Maggie Smith’s character, Violet, was much the same, although she and Isobel Crawley seemed to be on marginally better terms, as Violet now referred to her as ‘Cousin Isobel’, rather than ‘Mrs. Crawley’.

Back at the Front, we saw Thomas struggling as a stretcher bearer in the Medical Corps. Eventually, at the end of the episode, he cracked and held up his cigarette lighter above the trench so that his hand got shot.

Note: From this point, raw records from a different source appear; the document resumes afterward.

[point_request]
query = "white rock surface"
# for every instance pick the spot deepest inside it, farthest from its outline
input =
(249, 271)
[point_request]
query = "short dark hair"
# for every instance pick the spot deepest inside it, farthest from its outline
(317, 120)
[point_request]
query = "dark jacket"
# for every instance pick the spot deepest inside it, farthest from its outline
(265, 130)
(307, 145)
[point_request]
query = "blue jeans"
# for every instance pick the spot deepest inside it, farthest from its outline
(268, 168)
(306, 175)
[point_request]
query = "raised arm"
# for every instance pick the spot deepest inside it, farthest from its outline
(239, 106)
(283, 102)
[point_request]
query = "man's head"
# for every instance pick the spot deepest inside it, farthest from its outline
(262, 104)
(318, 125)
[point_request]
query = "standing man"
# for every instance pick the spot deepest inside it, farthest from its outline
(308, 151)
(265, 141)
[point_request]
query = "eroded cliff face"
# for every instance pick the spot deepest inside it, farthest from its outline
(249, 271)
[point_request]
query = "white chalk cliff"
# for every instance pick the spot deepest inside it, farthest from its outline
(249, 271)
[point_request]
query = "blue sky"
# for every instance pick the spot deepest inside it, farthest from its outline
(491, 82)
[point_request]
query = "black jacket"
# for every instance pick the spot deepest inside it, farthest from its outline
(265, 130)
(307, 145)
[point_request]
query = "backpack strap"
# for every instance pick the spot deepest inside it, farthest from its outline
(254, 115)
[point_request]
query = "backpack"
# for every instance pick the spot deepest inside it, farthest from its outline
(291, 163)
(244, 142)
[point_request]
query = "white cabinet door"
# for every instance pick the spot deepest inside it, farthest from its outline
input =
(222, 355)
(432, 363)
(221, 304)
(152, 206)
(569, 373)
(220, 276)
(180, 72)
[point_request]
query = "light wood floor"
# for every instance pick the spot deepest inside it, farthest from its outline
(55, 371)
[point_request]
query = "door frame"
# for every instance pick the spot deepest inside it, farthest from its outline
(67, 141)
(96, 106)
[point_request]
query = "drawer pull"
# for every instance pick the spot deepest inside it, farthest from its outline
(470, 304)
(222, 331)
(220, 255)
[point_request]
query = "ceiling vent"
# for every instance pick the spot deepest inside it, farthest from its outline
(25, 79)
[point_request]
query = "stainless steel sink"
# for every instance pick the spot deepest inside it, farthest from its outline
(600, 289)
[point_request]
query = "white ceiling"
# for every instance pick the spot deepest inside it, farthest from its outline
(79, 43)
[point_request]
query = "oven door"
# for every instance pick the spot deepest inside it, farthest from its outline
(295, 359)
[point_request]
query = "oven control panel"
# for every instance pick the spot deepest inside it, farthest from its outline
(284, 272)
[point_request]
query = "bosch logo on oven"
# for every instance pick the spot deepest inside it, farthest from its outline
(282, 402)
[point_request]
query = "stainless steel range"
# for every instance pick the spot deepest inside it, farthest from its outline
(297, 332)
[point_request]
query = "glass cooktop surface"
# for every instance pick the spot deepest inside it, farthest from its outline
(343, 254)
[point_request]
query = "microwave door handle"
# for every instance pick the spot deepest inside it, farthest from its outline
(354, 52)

Although I loathed Thomas with a passion in the last series, I couldn’t help sympathising with his desperation to get away from the Front by any means. No doubt his plan is to get shipped home and either invalided out of the war, or transferred to a hospital in England to continue working in the Medical Corps. I think I could hazard a guess at his preferred option. I fully expect Thomas and Miss O’Brien to be partners in crime again soon…

General observations and predictions:

  • The costumes, once again, were gorgeous and I look forward to seeing how the fashions evolve over the series.
  • Mary (played by Michelle Dockery) seemed ‘softer’ so far this series – no doubt heartbreak Matthew-related knocked off some of her edges.
  • I sincerely doubt that all of the Downton men will survive the war, so the subject of who will die is open to much speculation. I hope it isn’t Matthew or William – especially now William and Daisy are finally an item (aww!) Still, I don’t think it’ll be Matthew, as Dan Stevens let it slip that he’s in the Christmas Special which is set in 1919. Go figure.
  • The trailer for next week’s episode shows Edith kissing a man who looks rather like a farm-hand, while a blonde woman looks on. I have a feeling that the man could possibly be the man whom Mrs. Crawley helped to cure from dropsy in series 1, as the woman watching looked like the man’s wife. If so, naughty Edith for getting involved with a married man!
  • I liked the juxtaposition of the frantic, violent trench scenes with the relative calm at the Big House, showing the massive contrast between the lives of the soldiers at the Front and those back home.

I thought the episode was an excellent start to the new series and I will be waiting on tenterhooks for each new episode over the course of the autumn.